Sunday, November 22, 2009

Writing Is Thinking

This blog began as a personal blog (those previous posts have been deleted), in hopes that some of my close college friends would work with me in tandem, in hopes that we could share each other's lives by way of blogging. Suffice it to say, those hopes did not come to fruition.

I spend most of my computer time these days reading about films and writing about films on my favorite website, the film forum, http://www.filmspotting.net/boards. I've been a member for a couple of years, and over these years, I gained some dear online friends, friends who have introduced me to new films and directors, friends with whom I share my love for film, friends with whom I can argue about films, friends with whom I can rejoice with over films. I've never met any of these friends in person, though some of them have met each other, but I think that we -those of us who are regular members - do truly care about one another, and we have not shared just a love for film but some of our personal lives and cares with each other.

I teach writing at a local community college, and I often tell my students that to write is to discover what you think. And more than that, to write is to form thought. Often, if I do not write about a thing, I will not have any significant thoughts about that thing. And so, when I do write, my thought life is richer, fuller - and I find I have something to say when before I had nothing.

And so, I'd like to re-start this blog. I'll leave my first purpose - the mostly personal one related to my college friends - and begin a new purpose: a blog that gives me a place to form my thoughts about films that I watch and books that I read. I don't assume that my thoughts will be deep ones, they'll just be, they'll just exist for me where they may not have existed before or where they may not have been fully formed before.

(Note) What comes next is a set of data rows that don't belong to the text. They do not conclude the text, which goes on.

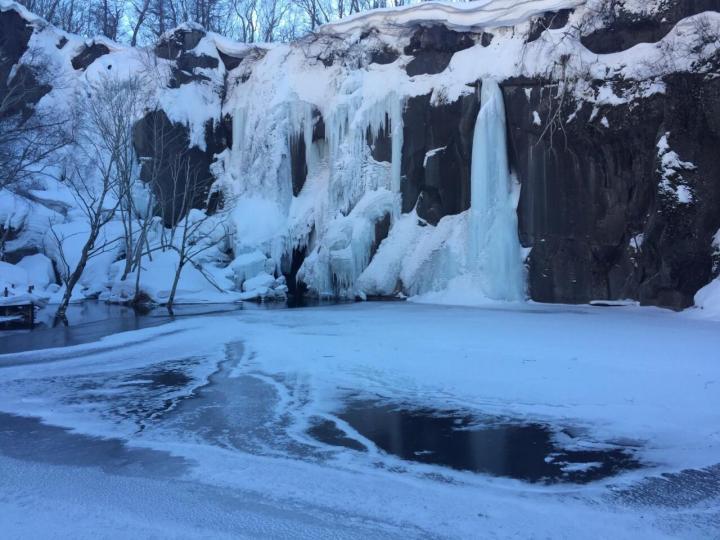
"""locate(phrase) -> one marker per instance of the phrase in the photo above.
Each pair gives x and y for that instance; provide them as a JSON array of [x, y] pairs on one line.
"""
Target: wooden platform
[[17, 315]]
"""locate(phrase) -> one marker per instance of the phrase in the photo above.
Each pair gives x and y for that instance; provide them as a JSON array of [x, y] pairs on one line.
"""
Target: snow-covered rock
[[344, 159]]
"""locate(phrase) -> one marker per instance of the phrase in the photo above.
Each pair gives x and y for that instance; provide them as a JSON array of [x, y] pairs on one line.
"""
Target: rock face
[[437, 146], [171, 164], [433, 47], [619, 173], [88, 55], [623, 29]]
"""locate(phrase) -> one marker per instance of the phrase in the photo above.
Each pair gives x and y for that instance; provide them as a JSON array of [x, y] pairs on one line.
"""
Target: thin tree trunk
[[176, 280]]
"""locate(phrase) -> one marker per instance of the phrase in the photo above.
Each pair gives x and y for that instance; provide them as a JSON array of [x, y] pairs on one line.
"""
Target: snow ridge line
[[455, 16]]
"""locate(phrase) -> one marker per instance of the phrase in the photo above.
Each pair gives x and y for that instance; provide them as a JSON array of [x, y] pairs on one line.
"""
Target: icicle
[[396, 121], [495, 253]]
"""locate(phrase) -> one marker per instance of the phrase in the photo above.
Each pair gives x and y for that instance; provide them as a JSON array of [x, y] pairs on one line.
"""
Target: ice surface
[[605, 376], [495, 253]]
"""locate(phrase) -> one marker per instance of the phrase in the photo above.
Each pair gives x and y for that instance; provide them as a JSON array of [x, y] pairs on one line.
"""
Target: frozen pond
[[368, 420], [497, 446]]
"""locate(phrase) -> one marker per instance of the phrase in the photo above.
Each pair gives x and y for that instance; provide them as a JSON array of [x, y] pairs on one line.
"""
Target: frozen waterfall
[[495, 255]]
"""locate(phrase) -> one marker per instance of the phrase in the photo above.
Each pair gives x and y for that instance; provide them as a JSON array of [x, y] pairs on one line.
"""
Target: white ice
[[643, 376]]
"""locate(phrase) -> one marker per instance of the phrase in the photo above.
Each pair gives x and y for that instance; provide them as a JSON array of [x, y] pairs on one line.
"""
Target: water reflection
[[515, 450]]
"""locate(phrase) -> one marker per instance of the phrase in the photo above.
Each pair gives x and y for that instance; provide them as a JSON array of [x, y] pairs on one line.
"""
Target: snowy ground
[[198, 428]]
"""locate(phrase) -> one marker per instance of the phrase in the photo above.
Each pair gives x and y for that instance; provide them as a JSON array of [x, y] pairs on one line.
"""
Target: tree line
[[139, 22]]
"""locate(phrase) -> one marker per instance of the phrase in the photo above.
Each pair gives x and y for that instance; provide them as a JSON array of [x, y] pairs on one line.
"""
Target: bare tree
[[29, 134], [98, 175], [192, 230]]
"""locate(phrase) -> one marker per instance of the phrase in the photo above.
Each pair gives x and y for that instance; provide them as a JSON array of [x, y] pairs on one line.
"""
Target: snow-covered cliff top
[[469, 16]]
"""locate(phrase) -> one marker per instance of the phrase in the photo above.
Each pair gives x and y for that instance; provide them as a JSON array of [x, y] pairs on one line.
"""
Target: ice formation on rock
[[495, 252]]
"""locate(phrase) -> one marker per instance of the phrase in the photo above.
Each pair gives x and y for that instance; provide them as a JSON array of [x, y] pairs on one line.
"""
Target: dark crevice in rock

A Filmspotting friend who lives in Germany and I have agreed to watch Krzysztof Kieslowski's

The Decalogue together - we'll discuss it back and forth in messages with one another, but I would like to put my thoughts down here as well. This series of ten films has been a series I've long wanted to watch and discuss, and I'm so happy that my German friend is embarking on this project with me. Of Kieslowski's other films, I've seen his three colors trilogy (Blue, White, and Red) and The Double Life of Veronique, and these films number among my favorite films of all time. If practically perfect films exist, these are they, and so I have high hopes for The Decalogue. Roger Ebert has whetted my appetite with some of his thoughts here: http://rogerebert.suntimes.com/apps/pbcs.dll/article?AID=/20000402/REVIEWS08/4020301/1023


I will begin with part 1, "I am the Lord thy God. Thou shalt have no other Gods before me," this week.